Seattle Weekly PickSeattle Art Museum “Isamu Noguchi—Sculptural Design” is an unorthodox and splashy exploration of the eclectic 20th-century sculptor-designer. The exhibit is a visual and sonic extravaganza designed by theater experimentalist Robert Wilson. Various rooms evoke different themes in Noguchi’s long career: His work in the theater with the likes of Martha Graham takes the shape of a brooding theatrical space; intensely material sculptural works are set in a Zen rock garden complete with several tons of raked gravel. Other rooms suggest Noguchi’s mission to popularize art through mass-produced design. There are moments when the whole project goes over the top—the canned thunder and lightning accompanying a model of a monument to Benjamin Franklin, complete with kite and key, is just a bit much. Still, this is a fascinating look at an artist who managed to span divides between cultures and artistic disciplines. Also on display: “Africa in America” is a varied and complex exploration of slavery, displacement, and ethnic culture as portrayed in African-American art of the late 20th century. 100 University St., 206-654-3100. 10 a.m.-5 p.m. Tues.-Sun.; 10 a.m.-9 p.m. Thurs.

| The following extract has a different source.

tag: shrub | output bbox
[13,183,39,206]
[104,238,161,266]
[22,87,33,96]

Tacoma Art Museum Jewelry doesn’t have to make the diamond barons at DeBeers rich. Case in point: “Zero Karat,” a touring collection of jewelry made from such nonprecious materials as aluminum and Chinese newspapers. Also on display: “Carving a Legacy,” contemporary interpretations of traditional Native American art by Shaun Peterson, Greg Colfax, Karen Reed, and others. 1701 Pacific Ave., Tacoma, 253-272-4258. Every third Thursday free and open until 8 p.m. 10 a.m.-5 p.m. Tues.-Sat.; noon-5 p.m. Sun.